Solved – MLE and MAP with Naive Bayes

map-estimationmaximum likelihoodnaive bayes

From what I understand, Naive Bayes classifies by doing:

$$
y \leftarrow argmax_{y_k}P(Y=y_k)\prod_{i}P(X_i|Y=y_k)
$$

There are two things there we need to know: $P(Y=y_k)$ and all the $P(X_i|Y=y_k)$

Now, for estimating the parameters of a probability distribution

  • MLE maximizes $P(D|\theta)$
  • MAP maximizes $P(\Theta|D) = \frac{P(D|\Theta)P(\Theta}{P(D)}$

The problem for me is bringing everything together.

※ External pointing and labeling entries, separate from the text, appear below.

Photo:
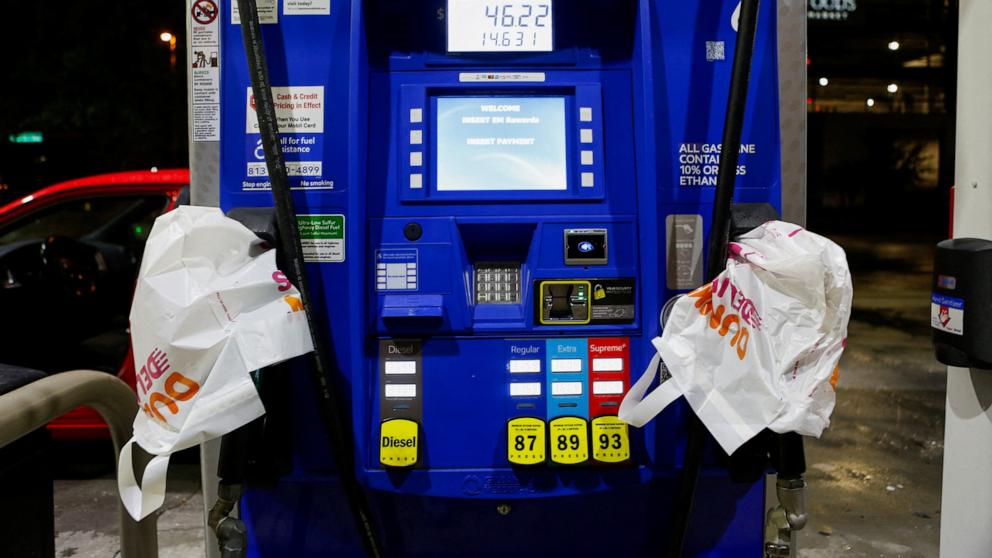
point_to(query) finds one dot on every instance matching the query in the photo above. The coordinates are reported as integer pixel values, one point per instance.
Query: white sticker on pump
(612, 387)
(401, 390)
(566, 388)
(519, 366)
(401, 367)
(525, 389)
(566, 365)
(607, 365)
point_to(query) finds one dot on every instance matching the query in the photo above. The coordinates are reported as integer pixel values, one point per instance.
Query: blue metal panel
(653, 74)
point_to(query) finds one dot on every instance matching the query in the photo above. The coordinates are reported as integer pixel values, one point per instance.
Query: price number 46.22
(512, 23)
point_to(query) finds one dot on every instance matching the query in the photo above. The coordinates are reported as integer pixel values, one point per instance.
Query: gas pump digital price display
(488, 26)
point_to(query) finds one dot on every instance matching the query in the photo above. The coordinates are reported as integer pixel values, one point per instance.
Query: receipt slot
(495, 201)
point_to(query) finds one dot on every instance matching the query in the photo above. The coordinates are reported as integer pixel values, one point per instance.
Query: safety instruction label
(947, 314)
(322, 238)
(204, 74)
(300, 115)
(569, 443)
(268, 12)
(610, 443)
(306, 7)
(525, 441)
(699, 163)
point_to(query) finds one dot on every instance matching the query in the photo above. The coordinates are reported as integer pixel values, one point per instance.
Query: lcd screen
(501, 143)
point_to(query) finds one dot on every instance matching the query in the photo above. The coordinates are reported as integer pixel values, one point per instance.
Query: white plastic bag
(210, 307)
(758, 347)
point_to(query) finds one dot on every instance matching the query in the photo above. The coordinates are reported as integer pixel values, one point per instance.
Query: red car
(69, 257)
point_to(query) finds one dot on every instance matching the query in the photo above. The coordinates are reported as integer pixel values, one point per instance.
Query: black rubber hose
(330, 404)
(716, 254)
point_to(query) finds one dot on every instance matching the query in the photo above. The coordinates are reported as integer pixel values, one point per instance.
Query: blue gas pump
(494, 201)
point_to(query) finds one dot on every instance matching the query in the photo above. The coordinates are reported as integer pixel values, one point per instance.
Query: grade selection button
(525, 443)
(569, 440)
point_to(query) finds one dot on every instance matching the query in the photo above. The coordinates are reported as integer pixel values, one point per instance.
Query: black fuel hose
(329, 403)
(716, 253)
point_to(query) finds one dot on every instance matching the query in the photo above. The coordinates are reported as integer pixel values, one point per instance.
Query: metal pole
(28, 408)
(966, 507)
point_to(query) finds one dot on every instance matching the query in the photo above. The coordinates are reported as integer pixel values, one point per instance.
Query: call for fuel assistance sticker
(322, 238)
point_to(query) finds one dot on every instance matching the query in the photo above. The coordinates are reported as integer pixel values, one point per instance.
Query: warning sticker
(268, 12)
(299, 109)
(204, 73)
(947, 314)
(306, 7)
(322, 238)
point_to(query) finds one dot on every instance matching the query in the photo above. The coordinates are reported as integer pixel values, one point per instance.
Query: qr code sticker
(715, 51)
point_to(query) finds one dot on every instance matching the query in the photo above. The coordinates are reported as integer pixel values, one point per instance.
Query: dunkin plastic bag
(210, 307)
(758, 347)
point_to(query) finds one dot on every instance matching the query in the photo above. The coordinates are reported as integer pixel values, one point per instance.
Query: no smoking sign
(204, 11)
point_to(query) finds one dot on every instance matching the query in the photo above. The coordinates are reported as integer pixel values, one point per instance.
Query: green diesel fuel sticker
(322, 237)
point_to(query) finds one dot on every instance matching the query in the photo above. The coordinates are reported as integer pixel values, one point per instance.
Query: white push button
(566, 388)
(607, 365)
(607, 388)
(405, 367)
(520, 366)
(525, 389)
(566, 365)
(401, 390)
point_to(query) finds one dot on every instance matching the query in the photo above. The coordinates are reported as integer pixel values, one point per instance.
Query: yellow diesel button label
(610, 443)
(525, 441)
(568, 440)
(398, 443)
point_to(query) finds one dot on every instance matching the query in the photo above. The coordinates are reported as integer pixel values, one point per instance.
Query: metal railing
(34, 405)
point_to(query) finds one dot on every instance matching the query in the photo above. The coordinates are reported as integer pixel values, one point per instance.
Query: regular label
(322, 238)
(610, 443)
(398, 442)
(569, 443)
(947, 314)
(525, 441)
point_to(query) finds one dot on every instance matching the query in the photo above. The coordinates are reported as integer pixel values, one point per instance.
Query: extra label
(610, 443)
(398, 442)
(569, 440)
(947, 314)
(525, 441)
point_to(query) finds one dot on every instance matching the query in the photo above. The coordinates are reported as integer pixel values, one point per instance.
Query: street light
(167, 37)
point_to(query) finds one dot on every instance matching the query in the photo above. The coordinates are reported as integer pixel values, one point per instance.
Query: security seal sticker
(322, 238)
(947, 314)
(525, 441)
(610, 442)
(569, 440)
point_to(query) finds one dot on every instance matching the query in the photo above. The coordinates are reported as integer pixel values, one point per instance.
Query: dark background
(95, 78)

From what I've read so far, both $P(Y=y_k)$ and all the $P(X_i|Y=y_k)$ are the parameters of the Naive Bayes model.

So these things is what we want to estimate using either MLE or MAP.

So far so good. But now I get confused:

What exactly is $P(D|\Theta)$ in this case? Is it $P(Y=y_k)\prod_{i}P(X_i|Y=y_k)$?

What confuses me is that MLE kinda looks like $P(X_i|Y=y_k)$. But then I read that $P(Y=y_k)$ can also be estimated using MLE.

But the formula for MLE contains a conditional probability. How does $P(Y=y_k)$ fit into the picture?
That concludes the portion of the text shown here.